Autre sujet d'exaspération pour l'Arabie saoudite, le manque supposé de soutien américain à l'opposition en Syrie qui a mené le royaume à décliner en octobre un siège temporaire au Conseil de sécurité de l'Onu en guise protestation.

Dans ce contexte, la volonté de Paris de "punir" via des frappes militaires le régime de Bachar al Assad en raison de l'utilisation présumée d'armes chimiques, une option écartée in fine par Barack Obama, a été appréciée à Riyad.

François Hollande expliquera comment il compte, avec les Etats-Unis et la Russie, chercher une issue politique au conflit lors des négociations, dites de Genève II, qui doivent commencer le 22 janvier, malgré le pessimisme ambiant.

Les participants devront se mettre d'accord sur un gouvernement de transition permettant à la Syrie de sortir d'un conflit de trois ans qui a fait plus de 100.000 morts.

La situation en Egypte figurera également au menu des discussions. Riyad apporte un soutien inconditionnel à l'armée face aux Frères musulmans soutenus par le Qatar.

PRIORITÉ ÉCONOMIQUE À LA FRANCE

Mais Paris défend une position moins intransigeante à l'égard de ceux qui sont désormais qualifiés d'"organisation terroriste" par les autorités égyptiennes.

"Le référendum constitutionnel des 14 et 15 janvier prochains en sera une étape importante.
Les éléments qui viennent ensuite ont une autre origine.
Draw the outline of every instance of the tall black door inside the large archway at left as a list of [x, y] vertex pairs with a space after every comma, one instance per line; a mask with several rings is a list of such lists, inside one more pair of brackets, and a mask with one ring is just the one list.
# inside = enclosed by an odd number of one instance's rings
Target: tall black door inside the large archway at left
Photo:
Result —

Mais, au-delà, il sera déterminant que les libertés et les droits fondamentaux soient assurés et que l'ensemble des courants politiques rejetant la violence puisse participer au processus de transition", déclare le président français dans le journal Al Hayat.
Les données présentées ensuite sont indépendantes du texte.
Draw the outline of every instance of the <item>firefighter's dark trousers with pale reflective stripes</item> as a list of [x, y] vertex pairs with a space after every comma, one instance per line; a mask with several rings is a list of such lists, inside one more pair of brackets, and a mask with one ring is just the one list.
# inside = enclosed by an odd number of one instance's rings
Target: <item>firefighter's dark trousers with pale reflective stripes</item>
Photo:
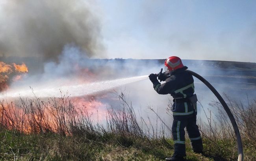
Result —
[[202, 138], [198, 130], [195, 115], [174, 115], [172, 126], [174, 156], [186, 156], [185, 127], [194, 152], [202, 152]]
Ce rapprochement diplomatique avec Riyad devrait aussi être l'occasion de marquer des points sur le plan économique.

"Ce qui est très clair, ce que disent les Saoudiens, c'est que le roi Adballah aujourd'hui donne la priorité à la France", dit une source française.

Outre ses gigantesques besoins en infrastructures qui font rêver les géants du BTP comme Vinci ou Bouygues, le pays procède à la modernisation de son appareil militaire qui pourrait déboucher sur d'importants contrats pour Paris.

La France a déjà obtenu de participer à la modernisation de frégates saoudiennes et s'intéresse de près aux besoins de la marine du royaume ou à ses systèmes de défense antiaériens.

Paris aimerait participer au programme nucléaire saoudien et livrer ses Airbus à la compagnie Saoudia, mais aussi attirer davantage d'investissements "productifs" saoudiens en France, comme ceux qui ont permis le sauvetage du volailler Doux.

"Les grands programmes d'équipement saoudiens correspondent aux domaines d'excellence des entreprises françaises. La France offre, quant à elle, des opportunités pour les investissements saoudiens qui peuvent y trouver le savoir-faire, les technologies et les services qu'ils recherchent", explique François Hollande.